Quem tem um gato sabe o quanto o animal desperta a afetividade nas pessoas, mesmo parecendo não se importar muito com elas. Não é à toa que os bichanos estão se tornando mais populares nos dias de hoje. A independência que os gatos possuem em comparação aos cachorros, por exemplo, é um grande atrativo. Mas nem por isso os cuidados devem ser menores. Pelo contrário. Os gatinhos exigem uma atenção especial, que ajuda a manter a integridade física do bichinho, bem como proporciona mais segurança aos donos.

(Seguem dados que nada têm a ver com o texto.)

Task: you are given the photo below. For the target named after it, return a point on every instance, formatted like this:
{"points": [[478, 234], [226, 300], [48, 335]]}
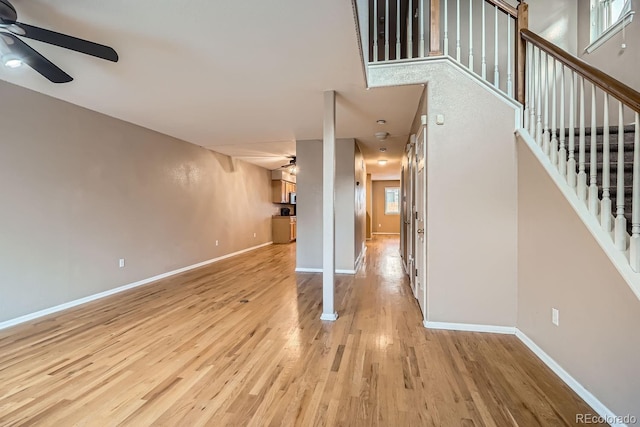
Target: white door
{"points": [[409, 217], [420, 215]]}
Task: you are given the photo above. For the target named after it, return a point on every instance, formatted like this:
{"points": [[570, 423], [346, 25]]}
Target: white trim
{"points": [[31, 316], [319, 270], [589, 398], [331, 317], [625, 20], [578, 388], [468, 327], [360, 258], [619, 259]]}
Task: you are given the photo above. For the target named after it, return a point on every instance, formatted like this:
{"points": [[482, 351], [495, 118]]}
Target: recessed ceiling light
{"points": [[382, 135], [12, 62]]}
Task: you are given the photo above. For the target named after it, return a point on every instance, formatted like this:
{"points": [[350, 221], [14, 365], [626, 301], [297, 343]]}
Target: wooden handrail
{"points": [[628, 96], [505, 7]]}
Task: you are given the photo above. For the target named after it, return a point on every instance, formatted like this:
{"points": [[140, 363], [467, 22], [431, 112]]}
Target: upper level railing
{"points": [[480, 34], [491, 38]]}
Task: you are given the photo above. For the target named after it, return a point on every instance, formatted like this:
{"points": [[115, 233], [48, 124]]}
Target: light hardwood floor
{"points": [[187, 351]]}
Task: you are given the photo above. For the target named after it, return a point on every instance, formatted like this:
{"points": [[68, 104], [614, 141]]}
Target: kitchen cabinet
{"points": [[280, 191], [284, 229]]}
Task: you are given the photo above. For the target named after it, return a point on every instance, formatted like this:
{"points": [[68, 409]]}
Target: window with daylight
{"points": [[609, 16], [392, 201]]}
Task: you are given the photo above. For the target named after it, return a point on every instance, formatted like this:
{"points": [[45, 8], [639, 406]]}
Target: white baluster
{"points": [[571, 163], [410, 31], [484, 42], [582, 175], [554, 114], [605, 204], [593, 163], [532, 86], [562, 152], [398, 44], [527, 90], [546, 138], [471, 34], [386, 31], [458, 30], [446, 27], [621, 221], [509, 51], [634, 249], [496, 70], [375, 31], [539, 97], [421, 18]]}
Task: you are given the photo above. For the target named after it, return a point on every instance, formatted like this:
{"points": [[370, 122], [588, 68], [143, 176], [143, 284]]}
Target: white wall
{"points": [[309, 207], [472, 203], [620, 63], [560, 265], [80, 190]]}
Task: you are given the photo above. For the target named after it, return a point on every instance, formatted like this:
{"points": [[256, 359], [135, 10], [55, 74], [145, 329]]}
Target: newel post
{"points": [[522, 23], [434, 35]]}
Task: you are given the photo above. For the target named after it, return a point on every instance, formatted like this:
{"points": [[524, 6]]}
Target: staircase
{"points": [[629, 134]]}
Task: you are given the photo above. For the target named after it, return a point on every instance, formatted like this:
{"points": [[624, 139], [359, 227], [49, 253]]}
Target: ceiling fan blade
{"points": [[65, 41], [36, 61]]}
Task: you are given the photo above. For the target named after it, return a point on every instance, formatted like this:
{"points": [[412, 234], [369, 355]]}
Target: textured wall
{"points": [[81, 190], [383, 223], [610, 57], [360, 202], [309, 207], [472, 203], [560, 265]]}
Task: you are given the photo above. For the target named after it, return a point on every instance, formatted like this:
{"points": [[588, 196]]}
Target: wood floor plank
{"points": [[240, 342]]}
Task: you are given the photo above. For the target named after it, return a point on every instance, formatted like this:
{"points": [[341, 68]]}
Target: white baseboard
{"points": [[585, 394], [31, 316], [470, 327], [331, 317], [319, 270]]}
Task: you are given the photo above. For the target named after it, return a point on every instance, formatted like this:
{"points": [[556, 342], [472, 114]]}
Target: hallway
{"points": [[239, 342]]}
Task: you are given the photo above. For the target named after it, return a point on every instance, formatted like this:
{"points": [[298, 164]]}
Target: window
{"points": [[392, 201], [608, 17]]}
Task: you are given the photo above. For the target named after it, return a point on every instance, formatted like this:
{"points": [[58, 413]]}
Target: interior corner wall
{"points": [[80, 190], [472, 202], [383, 223], [369, 206], [309, 204], [360, 201], [621, 64], [560, 265]]}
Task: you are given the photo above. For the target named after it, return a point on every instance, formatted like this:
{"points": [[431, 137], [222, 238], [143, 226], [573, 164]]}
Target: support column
{"points": [[328, 207]]}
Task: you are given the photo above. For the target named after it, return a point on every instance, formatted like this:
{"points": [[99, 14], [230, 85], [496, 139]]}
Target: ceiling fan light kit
{"points": [[19, 52]]}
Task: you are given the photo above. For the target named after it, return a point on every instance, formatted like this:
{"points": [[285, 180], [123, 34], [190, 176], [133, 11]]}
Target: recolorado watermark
{"points": [[609, 419]]}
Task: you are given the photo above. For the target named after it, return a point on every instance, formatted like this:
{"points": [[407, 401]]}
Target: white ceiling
{"points": [[241, 78]]}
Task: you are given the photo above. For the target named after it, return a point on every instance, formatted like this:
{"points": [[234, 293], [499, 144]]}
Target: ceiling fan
{"points": [[19, 52]]}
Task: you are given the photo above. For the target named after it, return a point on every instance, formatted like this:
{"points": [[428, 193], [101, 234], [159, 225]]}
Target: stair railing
{"points": [[556, 80], [482, 35]]}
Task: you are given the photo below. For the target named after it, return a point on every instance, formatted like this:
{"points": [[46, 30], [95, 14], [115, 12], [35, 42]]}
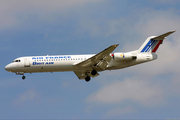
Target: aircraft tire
{"points": [[87, 79], [23, 77]]}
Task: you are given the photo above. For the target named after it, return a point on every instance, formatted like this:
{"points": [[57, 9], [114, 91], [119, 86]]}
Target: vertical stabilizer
{"points": [[152, 43]]}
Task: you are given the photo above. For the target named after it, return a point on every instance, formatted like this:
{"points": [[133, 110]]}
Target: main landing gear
{"points": [[87, 79], [23, 77]]}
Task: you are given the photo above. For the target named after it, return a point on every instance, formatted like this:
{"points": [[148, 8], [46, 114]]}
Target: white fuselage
{"points": [[58, 63]]}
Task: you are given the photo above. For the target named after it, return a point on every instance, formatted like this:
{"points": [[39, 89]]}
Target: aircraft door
{"points": [[26, 62]]}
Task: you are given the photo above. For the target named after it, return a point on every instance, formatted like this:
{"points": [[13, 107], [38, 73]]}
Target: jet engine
{"points": [[123, 56]]}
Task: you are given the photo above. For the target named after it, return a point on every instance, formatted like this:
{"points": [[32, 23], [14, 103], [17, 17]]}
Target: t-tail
{"points": [[152, 43]]}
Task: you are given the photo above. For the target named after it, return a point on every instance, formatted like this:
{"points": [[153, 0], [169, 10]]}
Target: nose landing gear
{"points": [[23, 77]]}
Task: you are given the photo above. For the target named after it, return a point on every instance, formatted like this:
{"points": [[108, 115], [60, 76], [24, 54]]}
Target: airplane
{"points": [[88, 65]]}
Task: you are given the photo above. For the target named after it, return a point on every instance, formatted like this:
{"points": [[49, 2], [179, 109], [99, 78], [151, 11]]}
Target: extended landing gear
{"points": [[87, 79], [23, 77]]}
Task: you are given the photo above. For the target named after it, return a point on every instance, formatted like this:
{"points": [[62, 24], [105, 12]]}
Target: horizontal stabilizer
{"points": [[161, 37]]}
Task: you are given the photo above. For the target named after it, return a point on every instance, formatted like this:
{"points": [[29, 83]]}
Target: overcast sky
{"points": [[59, 27]]}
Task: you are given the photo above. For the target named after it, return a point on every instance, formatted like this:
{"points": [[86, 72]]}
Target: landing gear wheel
{"points": [[23, 77], [87, 79]]}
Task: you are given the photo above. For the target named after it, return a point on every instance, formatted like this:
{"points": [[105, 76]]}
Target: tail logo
{"points": [[151, 46]]}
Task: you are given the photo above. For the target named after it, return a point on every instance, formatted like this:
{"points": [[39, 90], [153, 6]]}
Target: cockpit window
{"points": [[17, 61]]}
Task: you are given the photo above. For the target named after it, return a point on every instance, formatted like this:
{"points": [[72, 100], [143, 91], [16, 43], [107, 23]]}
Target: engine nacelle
{"points": [[123, 56]]}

    Quem explica o assunto é a médica veterinária Dra. Lina Goulart, da Procamp. “Os gatos são mais independentes. Você não precisa levá-lo para passear como faz com um cachorro. A popularidade dos gatos vem aumentando por conta disso. Mas é preciso tomar algumas medidas para garantir saúde e bem-estar ao animal. A primeira é castrá-lo bem cedo. Não existe uma idade máxima para castração, mas o ideal é fazer quando o gato está novinho. E, no caso da fêmea, antes do primeiro cio. Isso ajuda a diminuir a incidência de algumas doenças, como os problemas na próstata, no testículo e, se você castra novinho, o macho não vai ficar marcando território, urinando nos cantos, deixando um cheiro ruim no ambiente. Com a castração, os caracteres sexuais secundários não serão desenvolvidos, então, os animais não têm essa libido. Os gatos não vão fugir. Isso evita atropelamentos, além do contato com gatos de rua. Com a fêmea, não vai existir o risco de câncer de útero e ovário, além do câncer de mama, por exemplo”, afirma Dra. Lina.  “Manter a saúde do gato em dia é fundamental. Porque se ele não é castrado, pode fugir e se envolver com gatos de rua, que têm um índice de contaminação muito grande. Eles podem se infectar e as pessoas desconhecem isso”, acrescentou.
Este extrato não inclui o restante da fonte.